Calculating totals in AWK

Hille · August 28, 2008, 5:12am

Hello,

With the following small script I list the size of documents belonging to a certain user by each time selecting the bytes-field of that file ($7). Now it fills the array with every file it finds so in the end the output of some users contains up to 200.000 numbers. So how can I calculate the total used diskspace of each user by using awk? By this the output would only contain 1 number, instead of thousands and also I wouldn't have to use other things to calculate the totals which would save me a lot of time.

Here's the script:
find /tmp -type f -ls | awk '{
print $7 >> "UsedDiskSpace_" $5 ".txt"
}'

Thanks in advance!

vidyadhar85 · August 28, 2008, 5:22am

to calculate total space using awk
awk '{space+=$7}END{print space}' >> "UsedDiskSpace_" $5 ".txt"
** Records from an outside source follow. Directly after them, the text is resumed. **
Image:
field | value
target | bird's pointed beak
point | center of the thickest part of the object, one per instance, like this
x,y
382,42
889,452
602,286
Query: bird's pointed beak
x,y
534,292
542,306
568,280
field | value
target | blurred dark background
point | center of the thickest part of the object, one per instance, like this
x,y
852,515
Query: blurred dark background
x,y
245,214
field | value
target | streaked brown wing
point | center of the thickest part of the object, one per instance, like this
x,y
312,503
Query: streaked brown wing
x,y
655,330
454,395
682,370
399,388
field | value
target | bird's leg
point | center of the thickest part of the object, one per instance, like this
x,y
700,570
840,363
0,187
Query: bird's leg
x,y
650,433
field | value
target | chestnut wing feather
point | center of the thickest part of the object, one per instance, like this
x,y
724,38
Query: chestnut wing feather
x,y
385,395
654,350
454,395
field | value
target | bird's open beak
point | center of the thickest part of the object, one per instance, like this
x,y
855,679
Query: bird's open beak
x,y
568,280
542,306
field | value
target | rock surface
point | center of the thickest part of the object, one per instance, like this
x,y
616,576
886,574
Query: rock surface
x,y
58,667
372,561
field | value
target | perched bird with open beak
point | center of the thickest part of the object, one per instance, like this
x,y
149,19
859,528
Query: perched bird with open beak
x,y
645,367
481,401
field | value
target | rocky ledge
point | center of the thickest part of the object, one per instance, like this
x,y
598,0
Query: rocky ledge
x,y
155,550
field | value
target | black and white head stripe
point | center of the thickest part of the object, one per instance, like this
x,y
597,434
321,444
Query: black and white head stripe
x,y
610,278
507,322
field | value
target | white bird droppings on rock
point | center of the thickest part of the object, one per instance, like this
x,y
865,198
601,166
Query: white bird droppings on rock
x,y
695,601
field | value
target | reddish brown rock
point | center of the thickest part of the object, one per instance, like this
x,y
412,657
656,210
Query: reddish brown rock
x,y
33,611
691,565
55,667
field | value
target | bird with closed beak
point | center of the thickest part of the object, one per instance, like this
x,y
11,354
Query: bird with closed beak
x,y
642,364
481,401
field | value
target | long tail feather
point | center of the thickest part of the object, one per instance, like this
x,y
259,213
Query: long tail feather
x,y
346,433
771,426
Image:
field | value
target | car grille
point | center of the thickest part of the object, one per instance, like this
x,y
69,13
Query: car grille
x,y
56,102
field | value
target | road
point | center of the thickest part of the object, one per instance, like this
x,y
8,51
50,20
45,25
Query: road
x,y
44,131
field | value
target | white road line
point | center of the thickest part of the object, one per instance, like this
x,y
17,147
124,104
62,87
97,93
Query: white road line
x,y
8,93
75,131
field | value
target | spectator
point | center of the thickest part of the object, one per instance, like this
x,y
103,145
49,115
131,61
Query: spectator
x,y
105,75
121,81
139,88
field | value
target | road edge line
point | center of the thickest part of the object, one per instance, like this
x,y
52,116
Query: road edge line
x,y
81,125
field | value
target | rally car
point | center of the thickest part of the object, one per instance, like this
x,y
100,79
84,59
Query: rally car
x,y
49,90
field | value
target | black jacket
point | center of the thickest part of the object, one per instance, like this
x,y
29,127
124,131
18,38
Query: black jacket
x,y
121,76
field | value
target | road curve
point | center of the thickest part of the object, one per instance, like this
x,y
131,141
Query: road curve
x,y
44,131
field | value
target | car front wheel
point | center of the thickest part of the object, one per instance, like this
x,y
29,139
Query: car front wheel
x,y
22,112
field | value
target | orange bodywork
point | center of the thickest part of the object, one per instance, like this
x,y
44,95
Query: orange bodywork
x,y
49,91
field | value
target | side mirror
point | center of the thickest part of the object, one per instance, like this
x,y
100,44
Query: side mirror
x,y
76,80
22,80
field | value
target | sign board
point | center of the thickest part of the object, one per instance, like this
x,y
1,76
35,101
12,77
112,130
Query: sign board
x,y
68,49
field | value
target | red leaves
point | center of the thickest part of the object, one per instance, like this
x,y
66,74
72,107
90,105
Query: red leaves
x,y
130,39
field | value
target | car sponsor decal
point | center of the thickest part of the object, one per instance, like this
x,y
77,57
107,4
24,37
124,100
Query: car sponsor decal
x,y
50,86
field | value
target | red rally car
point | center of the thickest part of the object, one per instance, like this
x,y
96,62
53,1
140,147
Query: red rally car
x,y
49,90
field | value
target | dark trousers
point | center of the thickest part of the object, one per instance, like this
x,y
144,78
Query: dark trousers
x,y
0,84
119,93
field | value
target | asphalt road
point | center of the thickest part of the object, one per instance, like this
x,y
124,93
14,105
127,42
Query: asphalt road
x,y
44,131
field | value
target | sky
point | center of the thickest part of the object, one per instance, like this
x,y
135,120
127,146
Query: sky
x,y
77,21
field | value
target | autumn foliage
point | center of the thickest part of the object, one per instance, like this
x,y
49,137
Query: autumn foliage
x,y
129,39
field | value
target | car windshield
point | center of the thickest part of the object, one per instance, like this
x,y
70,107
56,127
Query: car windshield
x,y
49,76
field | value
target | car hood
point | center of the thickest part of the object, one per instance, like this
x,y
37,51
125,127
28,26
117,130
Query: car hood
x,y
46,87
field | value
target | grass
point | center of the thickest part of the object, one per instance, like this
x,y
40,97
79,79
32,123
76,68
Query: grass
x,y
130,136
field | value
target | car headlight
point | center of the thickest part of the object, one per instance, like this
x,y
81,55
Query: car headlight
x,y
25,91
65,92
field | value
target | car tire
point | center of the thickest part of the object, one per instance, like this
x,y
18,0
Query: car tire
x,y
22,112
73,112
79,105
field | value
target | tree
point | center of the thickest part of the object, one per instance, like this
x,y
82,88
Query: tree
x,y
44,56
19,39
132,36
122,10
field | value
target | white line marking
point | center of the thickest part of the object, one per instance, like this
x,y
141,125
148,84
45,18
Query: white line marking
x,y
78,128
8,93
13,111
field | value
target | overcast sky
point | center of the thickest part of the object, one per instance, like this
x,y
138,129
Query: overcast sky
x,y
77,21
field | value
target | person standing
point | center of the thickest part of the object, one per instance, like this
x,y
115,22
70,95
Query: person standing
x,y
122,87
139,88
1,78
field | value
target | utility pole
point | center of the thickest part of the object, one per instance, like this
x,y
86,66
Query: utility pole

Hille · August 28, 2008, 5:48am

Thanks for your quick response, but how would you implement it in the script itself? I've tried it but it didn't went well. I'm rather new to the 'awk' command you see :).

Thanks

Franklin52 · August 28, 2008, 6:47am

The system I'm working on at the moment doesn't support the -ls option with find. Can you post some lines of the output of your find command?

Regards

Hille · August 28, 2008, 7:20am

Well, for example, when you perform a normal ls -l the output is:

-rwxr-xr-x 1 root exploit 325 Aug 9 2004 File1
-rwxr-xr-x 1 exp sys 384 Apr 12 2000 File2
-rwxrwxrwx 1 exp exploit 100 Mar 19 2007 File3
-rw-r--r-- 1 exp sys 597 Jun 24 1999 File4
-rwxr-xr-x 1 oracle system 242 Feb 5 2001 File5
-rwxr-xr-x 1 oracle system 184 Jul 5 2002 File 6
...

So from all those files I only need to know how big they are and then sort it per user. In the script I put the output from the awk command in a file, so it can be sorted by each user. If I open the DiskUsage_exp.txt file for example (from user 'exp'), this is the output:

384
100
597

But I have to perform the find command on the whole server, so you can imagine how many lines I would eventually get, the lines could ran up to thousands of numbers from a couple of users. So what I need is just the sum of those lines for each users. So for user 'exp' this would be '1081' and for user 'oracle' '426'.

Thanks

Franklin52 · August 28, 2008, 7:41am

This absorbs a lot of memory but you can give it a try:

find /tmp -type f -ls | awk '{a[$3]+=$5}END{for(i in a){print i, a}}' > UsedDiskSpace

Regards

Hille · August 28, 2008, 8:10am

Great! Thank you!

DJFX · October 3, 2008, 1:54am

I am new to unix, currently using ubuntu 8.04 hardy. I am doing some performance tests on my file system.

I am trying to use find | awk to traverse the file system getting the size of each file and directory and calculate how much space it would take for a given block size.

Example using arbitrary values, if i find a file 19k, it would be 19k with a blocking factor of 1k, the same file would be 20k with 2k blocking factor, etc.

I would like to find the sum of the size of all the files and the total space allocated for all the files so i can get the calculate wasted space.

I tried the script posted above by a fellow forum member but i am not certain if it is doing what i asked above, as i said i am somewhat new to unix.

Can anyone help me in implementing this script? It would be greatly appreciated.

Thanks in advance